In 1986, tijdens de Binnenlandse Oorlog, ondernam de Echo-compagnie onder leiding van Gorré nog een poging om Ronnie Brunswijk, de leider van het Junglecommando, te arresteren in diens geboortedorp Moengotapoe. Die poging mislukte echter en de eenheid nam wraak op de bosnegerbevolking. Mensen werden afgetuigd en gevangengezet in Fort Zeelandia, ook werden religieuze relikwieën omver geschoten.

Niet lang daarna kreeg Gorré om onduidelijke redenen onenigheid met bevelhebber Bouterse.
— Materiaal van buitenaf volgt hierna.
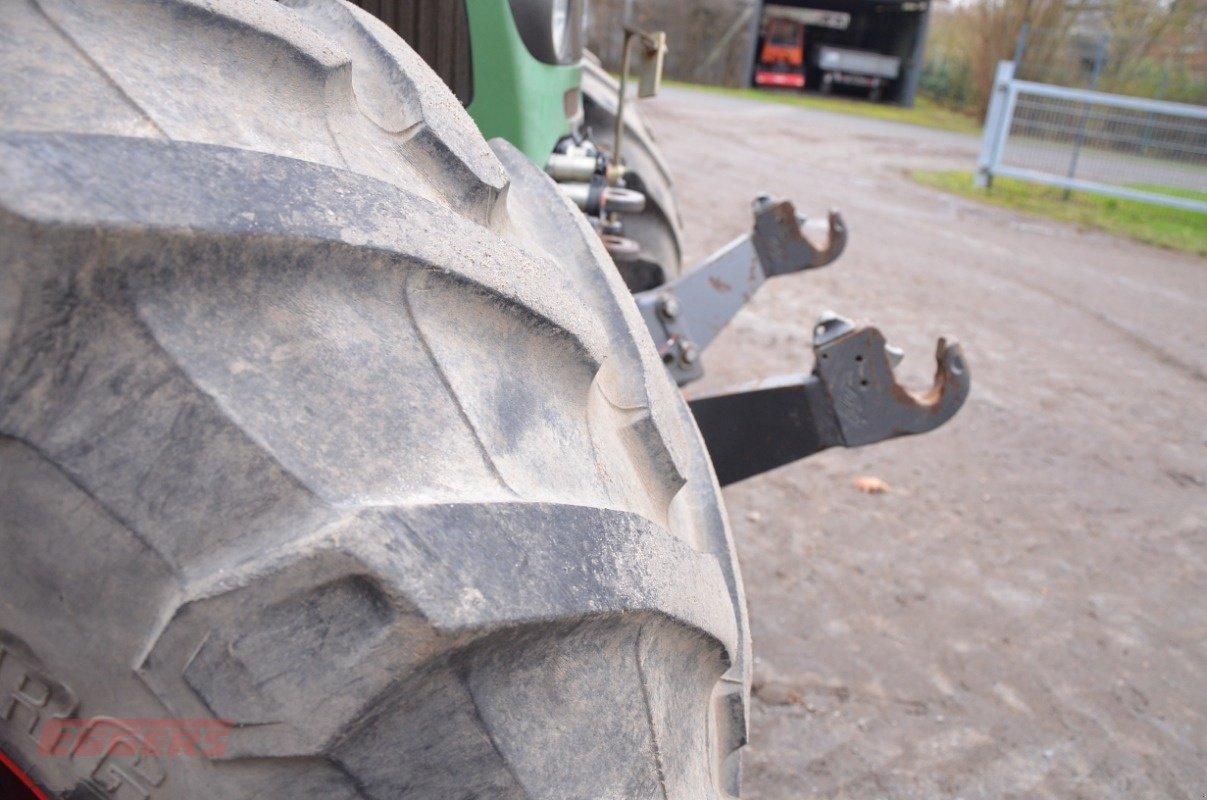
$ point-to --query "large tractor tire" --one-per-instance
(658, 228)
(324, 418)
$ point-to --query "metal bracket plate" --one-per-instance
(686, 315)
(850, 400)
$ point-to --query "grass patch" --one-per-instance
(925, 112)
(1154, 225)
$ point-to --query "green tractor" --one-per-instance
(342, 450)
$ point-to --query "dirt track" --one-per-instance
(1025, 613)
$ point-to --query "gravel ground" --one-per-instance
(1024, 614)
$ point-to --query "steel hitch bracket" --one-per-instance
(686, 315)
(850, 400)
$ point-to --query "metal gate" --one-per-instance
(1092, 141)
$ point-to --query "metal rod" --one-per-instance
(1085, 112)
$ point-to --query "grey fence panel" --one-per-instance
(1092, 141)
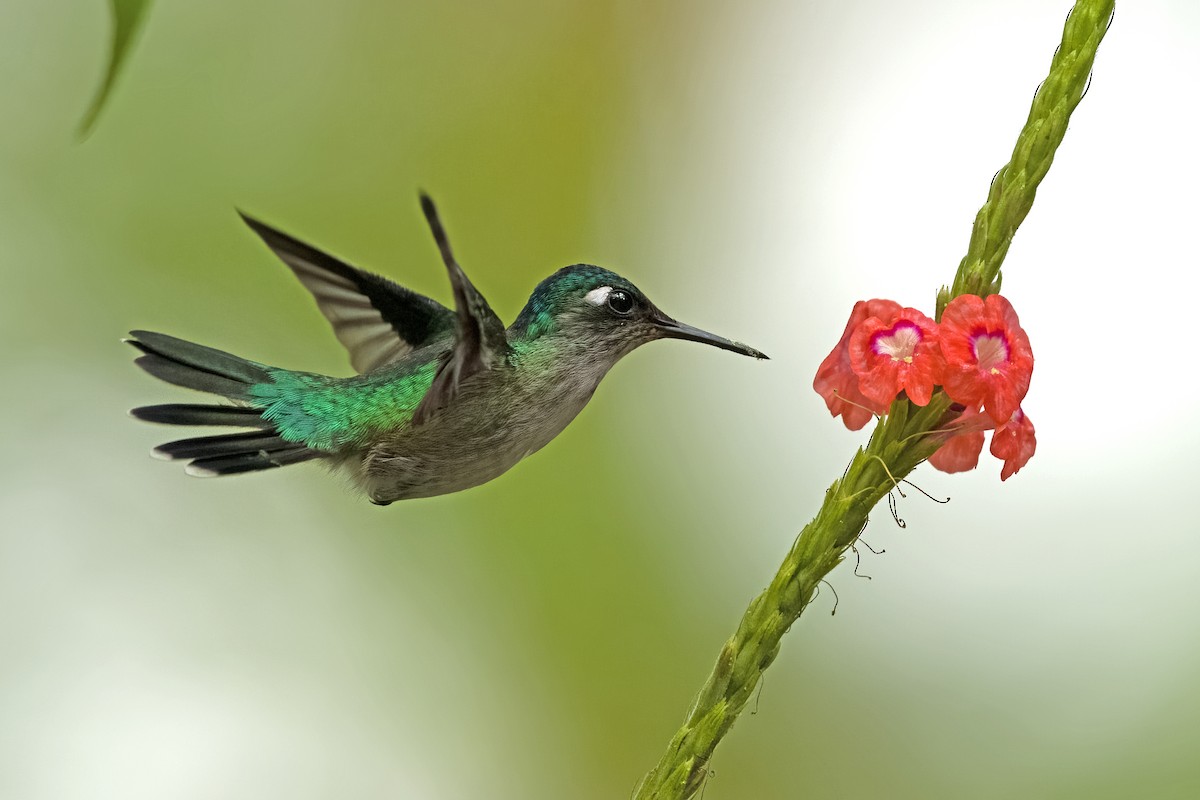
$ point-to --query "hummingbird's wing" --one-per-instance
(376, 319)
(480, 341)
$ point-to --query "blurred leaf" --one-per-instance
(126, 17)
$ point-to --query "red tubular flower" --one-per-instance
(961, 450)
(1014, 443)
(837, 382)
(897, 353)
(988, 356)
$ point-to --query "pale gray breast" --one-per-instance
(498, 419)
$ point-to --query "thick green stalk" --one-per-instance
(903, 439)
(1014, 186)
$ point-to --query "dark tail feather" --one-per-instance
(250, 462)
(232, 416)
(195, 366)
(233, 444)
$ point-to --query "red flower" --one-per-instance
(988, 356)
(1014, 443)
(837, 382)
(961, 450)
(895, 353)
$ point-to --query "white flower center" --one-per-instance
(990, 349)
(898, 343)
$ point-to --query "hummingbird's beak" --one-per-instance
(673, 330)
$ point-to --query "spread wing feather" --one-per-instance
(376, 319)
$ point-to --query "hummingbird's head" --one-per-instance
(594, 310)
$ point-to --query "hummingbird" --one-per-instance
(443, 400)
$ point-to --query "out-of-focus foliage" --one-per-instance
(126, 18)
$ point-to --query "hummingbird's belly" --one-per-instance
(465, 445)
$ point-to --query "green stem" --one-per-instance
(901, 440)
(1013, 188)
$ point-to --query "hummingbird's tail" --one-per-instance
(195, 366)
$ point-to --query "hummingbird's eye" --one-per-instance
(621, 301)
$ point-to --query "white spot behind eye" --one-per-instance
(598, 296)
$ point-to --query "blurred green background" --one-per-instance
(755, 168)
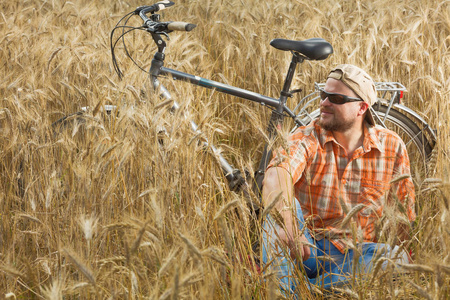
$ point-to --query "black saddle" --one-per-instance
(312, 49)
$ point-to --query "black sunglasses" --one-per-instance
(337, 98)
Hij verliet het leger en begon een duikschool, Suriname Diving Inc.

Na het militaire bewind

bewerken

Vanaf 1992 was Gorré werkzaam als adviseur voor de minister van defensie. Nadat Desi Bouterse na een conflict met de Surinaamse regering op 3 december 1992 als bevelhebber ontslag nam, werd Gorré gevraagd om weer in het leger dienst te nemen en Bouterse op te volgen als bevelhebber met als opdracht om het leger te reorganiseren en te democratiseren. De voorgenomen benoeming van Gorré zorgde echter voor de nodige opschudding en verzet binnen het Nationale Leger. In Suriname werd men zelfs bang voor een nieuwe staatsgreep. Nederland steunde in het diepste geheim de Surinaamse regering en Gorré, in opdracht van minister van defensie Relus ter Beek werden met een marine-vliegtuig wapens naar vliegveld Zanderij gebracht.[3] De Surinaamse regering hield voet bij stuk en vroeg waarnemend bevelhebber Iwan Graanoogst en de overige rebellerende officieren op te stappen, wat ze op 14 mei 1993 deden.[4] De situatie normaliseerde hierna. Gorré was op 5 april officieel benoemd; op 12 mei werd zijn benoeming bekrachtigd door de Nationale Assemblée. Vervolgens herstructureerde Gorré het leger, waarbij het aantal militairen afnam van 4000 naar 2000. Op 30 juni 1995 werd hij na een conflict met defensieminister Gilds naar huis gestuurd, hij werd opgevolgd door Glenn Sedney.[5][6]

Na jarenlang onderzoek begon op 30 november 2007 voor de krijgsraad het strafproces over de Decembermoorden. Gorré is daarbij, samen met 24 anderen, een van de verdachten die terecht moeten staan. Op de eerste zittingsdag was hij in persoon aanwezig, samen met zijn zoon die als adviseur optrad. Het Openbaar Ministerie eiste 20 jaar tegen hem, maar zijn overlijden voorkwam een gerechtelijke uitspraak.[1]